Canadian Inflation Fell to 3.1% (y/y) In October, Ensuring the BoC Holds Rates Steady
Good News On the Inflation Front Suggests Policy Rates Have Peaked
Today’s inflation report showed a continued improvement, mainly due to falling year-over-year (y/y) gasoline prices. The October Consumer Price Index (CPI) rose 3.1% y/y, down from the 3.8% rise in September. There were no surprises here, so markets moved little on the news. Excluding gasoline, the CPI rose 3.6% in October, compared to 3.7% the month before.
The most significant contributors to inflation remain mortgage interest costs, food purchased at stores, and rent.

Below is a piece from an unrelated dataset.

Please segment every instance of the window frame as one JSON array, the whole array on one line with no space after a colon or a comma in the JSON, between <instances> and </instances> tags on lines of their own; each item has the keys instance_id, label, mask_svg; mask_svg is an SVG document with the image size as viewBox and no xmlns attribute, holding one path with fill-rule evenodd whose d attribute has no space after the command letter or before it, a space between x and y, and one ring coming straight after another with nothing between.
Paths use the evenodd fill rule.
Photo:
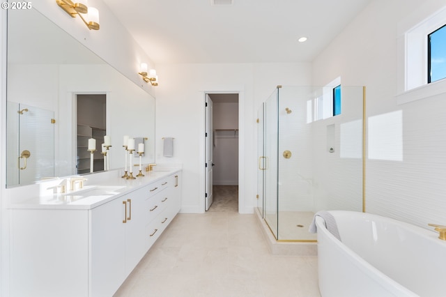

Canadians continued to feel the impact of rising rent prices, which grew faster (y/y) in October (+8.2%) than in September (+7.3%). The national increase reflected acceleration across most provinces. The most significant increases in rent prices were seen in Nova Scotia (+14.6%), Alberta (+9.9%), British Columbia (+9.1%) and Quebec (+9.1%). Property taxes and other special charges, priced annually in October, rose 4.9% yearly, compared with a 3.6% increase in October 2022. The national increase in October 2023 was the largest since October 1992, with homeowners paying more in all but one province, as municipalities required larger budgets to cover rising costs. Property taxes in Manitoba (-0.3%) declined for the third consecutive year, mainly due to reduced provincial education tax.
While goods prices decelerated by -1.6% as prices at the pump fell, prices for services rose 4.6% last month, primarily driven by higher prices for travel tours, rent and property taxes.
While grocery prices remained elevated, they also continued their trend of slower year-over-year growth, with a 5.4% increase in October following a 5.8% gain in September. While deceleration continued to be broad-based, fresh vegetables (+5.0%) contributed the most to the slowdown.
Excluding food and energy, inflation fell to 2.7% in October, down a tick from the September reading. Two other inflation measures closely tracked by the Bank of Canada–the so-called trim and median core rates–also eased, averaging 3.6% from an upwardly revised 3.8% a month earlier.
According to Bloomberg calculations, another critical measure, a three-month moving average of underlying price pressures, fell to an annualized pace of 2.96% from 3.67% a month earlier. It’s an important metric because Bank of Canada Governor Tiff Macklem has said policymakers are tracking it closely to understand inflation trends.
Today’s news shows that tighter monetary policy is working to bring down the inflation rate. In its Monetary Policy Report last month, the Bank of Canada expected the CPI to average 3.5% through mid-2024. Cutting its economic forecast, the Bank forecasted it would hit its 2% inflation target in the second half of 2025.
Given today’s data and the likely significant slowdown in Q3 GDP growth, released on November 30, and the Labour Force Survey for November the following day, policy rates have peaked. Governor Tiff Macklem will give a speech on the cost of high inflation in New Brunswick tomorrow, and the subsequent decision date for the Governing Council is December 6th. The Bank’s inflation-chopping rhetoric may be relatively hawkish, but the expectation of rate cuts could spur the spring housing market.
The economists at BMO have pointed out that “three provinces now have an inflation rate below 2%, while only three are above 3%, so much of the country is already seeing serious signs of stabilization. (Unfortunately, the two largest provinces have the fastest inflation rates—Quebec at 4.2% and Ontario at 3.3%).” There is no need for the Bank to raise rates again, and they could begin to cut interest rates in the second quarter of next year.